Each day, the public continues to grasp a deeper understanding of the blockchain, a technology that has received appraisal from many high-tech company officials. As many industries continue to familiarize with the technology and find viable application within their operational scope, some of these industries have been at the forefront of the blockchain wave. At the top of the list is, of course, the financial institutions. The emergence of blockchain was almost in synchrony with that of the cryptocurrency bitcoin, an electronic currency that has gained popularity across the globe.
While banking systems did not take blockchain under their wings right away, they were among the first to interact with the technology through bitcoin and other emerging cryptocurrencies. Therefore, it was imminent that tech companies and financial institutions would be the first to realize other uses of blockchain as it advanced. And they did. Today, banking systems have one of the broadest use cases for blockchain and may even be working to implement it in many other facets of their functioning. Below are some of the ways in which banking institutions utilize blockchain within their systems and functionalities.
Customer Identity
For banks and other financial institutions, knowing your customer is a fundamental step towards ensuring transparency and security for both the customer and the institution. In fact, banking systems recognize its importance so much that they created a Know Your Customer (KYC) policy. Knowing a customer’s identity can help financial institutions to carefully assess their sources of income and thereafter ensure that they are legitimate. Banks can also manage processes such as loan processing more efficient by ensuring that consumers have the ability to pay. Knowing their customers also allows banks to prevent fraudulent activities such as illegal access to bank accounts, perhaps by evaluating the location of transactions and correlating it with the known destination of the customer.
Thus far, banking systems have been using database systems to store and update consumer information. However, they are looking into implementing blockchain into this functionality in order to ensure a high-level security of information. Thanks to the transparency and robust nature which blockchain offers, banks are working to implement a new kind of customer database that implements it into its workings.
Speeding up Payment and Settlements
When it comes to money transfer, the online community has been on a rise, with the provision of various software and applications, which enable secure money transfer. The problem with the existing systems is that they are typically slow and may usually lead to incurred costs for the customers. Things are even more complex when it comes to changing locations and currencies, and the processes become more vigorous, and therefore, slower.
Blockchain technology offers banking institutions with a real-time solution that can be used to transfer money or make payments through the internet. Being a distributed ledger, blockchain allows real-time updates during money transfer processes, thereby speeding up the process significantly and enabling faster money transfer capabilities through various interfaces.
Smart Contracts
Smart contracts work by enforcing a certain set of criteria or preconditions for a certain business transaction. Using blockchain, smart contracts ensure that crucial processes such as money transfer only occur once the defined requirements have been achieved. By this operation, blockchain makes smart contracts reliable, thereby enforcing transparency within financial institutions. Smart contracts also offer a level of automation, though not fully. However, they allow users to concentrate on the main issues while aspects such as calculation and payment execution are automated.
Streamlining Global Market Processes
When it comes to global market trade, nothing is as tedious as the amount of paperwork, which is involved in order to carry out transactions.
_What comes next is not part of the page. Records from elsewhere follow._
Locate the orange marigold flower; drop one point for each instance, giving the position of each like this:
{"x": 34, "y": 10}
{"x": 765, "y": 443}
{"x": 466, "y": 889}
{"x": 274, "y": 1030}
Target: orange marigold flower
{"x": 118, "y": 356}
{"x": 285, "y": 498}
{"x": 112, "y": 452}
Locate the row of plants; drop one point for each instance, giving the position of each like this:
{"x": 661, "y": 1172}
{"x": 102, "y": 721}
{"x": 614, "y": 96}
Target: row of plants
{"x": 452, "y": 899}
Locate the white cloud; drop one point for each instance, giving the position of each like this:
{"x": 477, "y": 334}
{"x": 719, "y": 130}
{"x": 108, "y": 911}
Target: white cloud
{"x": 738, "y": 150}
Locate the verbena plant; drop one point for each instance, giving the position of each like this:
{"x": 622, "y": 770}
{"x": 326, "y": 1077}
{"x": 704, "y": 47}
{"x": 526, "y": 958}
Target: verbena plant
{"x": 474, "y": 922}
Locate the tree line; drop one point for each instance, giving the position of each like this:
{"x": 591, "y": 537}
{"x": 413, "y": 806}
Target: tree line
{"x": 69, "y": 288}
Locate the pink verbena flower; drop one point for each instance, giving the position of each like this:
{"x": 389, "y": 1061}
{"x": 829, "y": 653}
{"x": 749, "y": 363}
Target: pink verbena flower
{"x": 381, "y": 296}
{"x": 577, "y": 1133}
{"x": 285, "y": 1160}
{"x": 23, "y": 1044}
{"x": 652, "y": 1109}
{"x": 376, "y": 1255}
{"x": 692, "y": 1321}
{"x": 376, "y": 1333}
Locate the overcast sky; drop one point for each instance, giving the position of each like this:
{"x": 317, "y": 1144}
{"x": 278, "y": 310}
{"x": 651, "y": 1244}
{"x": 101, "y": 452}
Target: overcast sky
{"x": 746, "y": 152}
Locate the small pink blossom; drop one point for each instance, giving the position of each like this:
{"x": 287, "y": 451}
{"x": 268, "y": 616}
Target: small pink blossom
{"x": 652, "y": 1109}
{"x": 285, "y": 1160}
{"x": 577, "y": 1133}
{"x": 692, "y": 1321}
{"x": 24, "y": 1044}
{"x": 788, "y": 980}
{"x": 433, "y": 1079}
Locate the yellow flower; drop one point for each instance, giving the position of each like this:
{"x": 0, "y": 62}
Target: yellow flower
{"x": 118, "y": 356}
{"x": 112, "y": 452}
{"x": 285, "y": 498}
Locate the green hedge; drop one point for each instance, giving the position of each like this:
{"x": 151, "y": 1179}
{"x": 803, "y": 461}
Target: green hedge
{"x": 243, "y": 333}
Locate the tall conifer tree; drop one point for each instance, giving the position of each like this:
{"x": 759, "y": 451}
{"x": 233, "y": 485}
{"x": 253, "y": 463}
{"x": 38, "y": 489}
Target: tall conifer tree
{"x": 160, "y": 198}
In fact, most of the time taken to complete global transactions usually involve the examination and validation of various documentation such as contracts, insurance documents, and letters of credit. This process of carrying out lengthy document examination is unreliable and can often lead to friction between business partners who are in different localities.
The introduction of blockchain into global markets enables these processes to be streamlined, allowing oversight in real time by all parties involved in the trade deals taking place. An article from IBM’s Universal Payments and Marketing sector calls blockchain a shared version of the truth when it comes to international trade relations. Because all parties are dealing with one document, the completion of contract deals and factors such as licensing agreements across the globe becomes easier, faster and more convenient than the traditional systems that are in place.
Convenient Share Trading
Share trading has picked up globally as a viable means for long-term investments for both individuals and companies. The systems that enable share trading, however, are currently very difficult to keep up with and are sometimes unreliable and slow. Blockchain provides a platform technology that streamlines the processes for share trading to be more dependable and robust while speeding up transaction rates and maintaining transparency.
It is no doubt that blockchain technology has had a significant impact on the financial structures that have been in place for a long while. With the digitization of aspects such as currencies and property ownership documentation on the rise, blockchain technology is sure to make a solid mark on financial institutions in even more ways in the coming future. The application areas, which are being witnessed today, are also likely to advance and become even more reliable as the technology is improved upon over time.